That unsustainable paradox is now unravelling before our eyes in the Middle East and north Africa. The 16 most water-stressed states on Earth are all in that troubled region, with Bahrain at the top of the ranking from risk analysts Maplecroft. Libya, Yemen, Egypt, Tunisia and Syria follow not far behind.

All are built on an environmental Ponzi scheme, using more water than they receive: 700 times more in Libya's case. The unrest of the Arab spring of course has many causes, but arguably the most fundamental is the crumbling of a social contract that offered cheap water – and hence food – in return for subservience to dictators.

The region's population is rocketing – there are 10,000 new mouths to feed each day – just as grain production plummets. The deep, ancient aquifers that enabled crops to green the deserts are almost exhausted, and the oil that fires the desalination plants to make up the loss is dwindling too.
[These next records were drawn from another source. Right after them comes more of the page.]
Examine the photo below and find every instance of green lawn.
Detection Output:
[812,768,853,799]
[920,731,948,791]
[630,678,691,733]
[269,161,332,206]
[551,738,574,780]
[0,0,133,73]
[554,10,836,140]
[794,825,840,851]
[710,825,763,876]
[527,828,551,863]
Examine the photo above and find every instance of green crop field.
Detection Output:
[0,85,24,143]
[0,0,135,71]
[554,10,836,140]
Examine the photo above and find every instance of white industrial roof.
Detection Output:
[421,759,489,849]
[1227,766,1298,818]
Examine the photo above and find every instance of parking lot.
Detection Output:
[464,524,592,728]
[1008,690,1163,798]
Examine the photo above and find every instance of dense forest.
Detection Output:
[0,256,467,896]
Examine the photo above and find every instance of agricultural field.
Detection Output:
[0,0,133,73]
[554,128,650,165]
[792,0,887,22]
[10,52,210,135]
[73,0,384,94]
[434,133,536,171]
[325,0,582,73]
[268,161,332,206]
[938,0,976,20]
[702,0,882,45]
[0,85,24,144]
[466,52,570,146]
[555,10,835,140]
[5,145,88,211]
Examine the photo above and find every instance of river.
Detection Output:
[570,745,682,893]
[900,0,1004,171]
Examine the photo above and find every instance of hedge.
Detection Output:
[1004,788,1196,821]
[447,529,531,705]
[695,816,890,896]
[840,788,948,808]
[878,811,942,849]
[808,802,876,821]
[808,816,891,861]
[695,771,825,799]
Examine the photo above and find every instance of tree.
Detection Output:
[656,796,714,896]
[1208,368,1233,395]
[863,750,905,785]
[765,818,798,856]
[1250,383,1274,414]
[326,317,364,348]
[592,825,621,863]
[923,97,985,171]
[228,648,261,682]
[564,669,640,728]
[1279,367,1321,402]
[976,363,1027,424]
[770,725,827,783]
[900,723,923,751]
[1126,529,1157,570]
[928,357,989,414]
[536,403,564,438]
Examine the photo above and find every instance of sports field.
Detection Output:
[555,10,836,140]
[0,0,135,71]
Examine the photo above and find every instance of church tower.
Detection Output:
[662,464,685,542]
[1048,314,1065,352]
It's a perfect storm of water, food and energy crises and has arrived two decades sooner than even the most sober analysts expected. And while the Middle East is the first region to feel the wrath of that storm, across the world warning signs are flashing – from the sinking of Mexico City as its aquifers are sucked dry to the docking of freshwater tankers in Barcelona.

The world's population tripled in the 20th century, but the thirst for water grew six-fold, the large majority sprinkled on fields. The UN predicts that, by 2025, two-thirds of us will experience water shortages, with nearly two billion suffering severe shortfalls. Today China, struck by terrible droughts in its agricultural heartlands, is the world's biggest importer of "virtual water": the billions of tonnes of water used to produce the food and other goods brought into the world's most populous nation.

China, along with other water-stressed nations such as Saudi Arabia and South Korea, has sought to cut out the middlemen and acquire land in wetter places for themselves in order to grow and send food home. The so-called "land grabs" across the global south are the result.

From Australia to Hong Kong to India to Spain, nations caught between the stormy equator and the damp high latitudes are running out of water. Global warming will evaporate more moisture into the air, but in all likelihood this will fall in harder downpours in already wet areas rather than bring relief to arid lands. Increasingly, warming will lead to "global weirding" of the weather, with freak events uprooting thousands of years of farming knowledge.

Desalination – with 14,000 plants already in existence – is one solution that is growing fast, but is energy-intensive, expensive and heavy on carbon. Even the few trials of solar-powered desalination plants will leave hypersaline water polluting the seas. Mega-engineering projects, such as China's 50-year south-north water-diversion scheme, might also offer relief, at vast cost. And none of these address the other water problem: the lack of clean water and sanitation in wet nations too poor to provide them.

Ultimately, as appears to be happening in the Middle East, Ponzi schemes crash. Fresh or virtual water can be imported from distant rainy nations, but only at a price many cannot afford. The ultimate solution is as simple as it is challenging: plug leaks, recycle waste and treasure each drop. Only when the water consumed is less than the water falling from the sky will nations have stopped borrowing against tomorrow.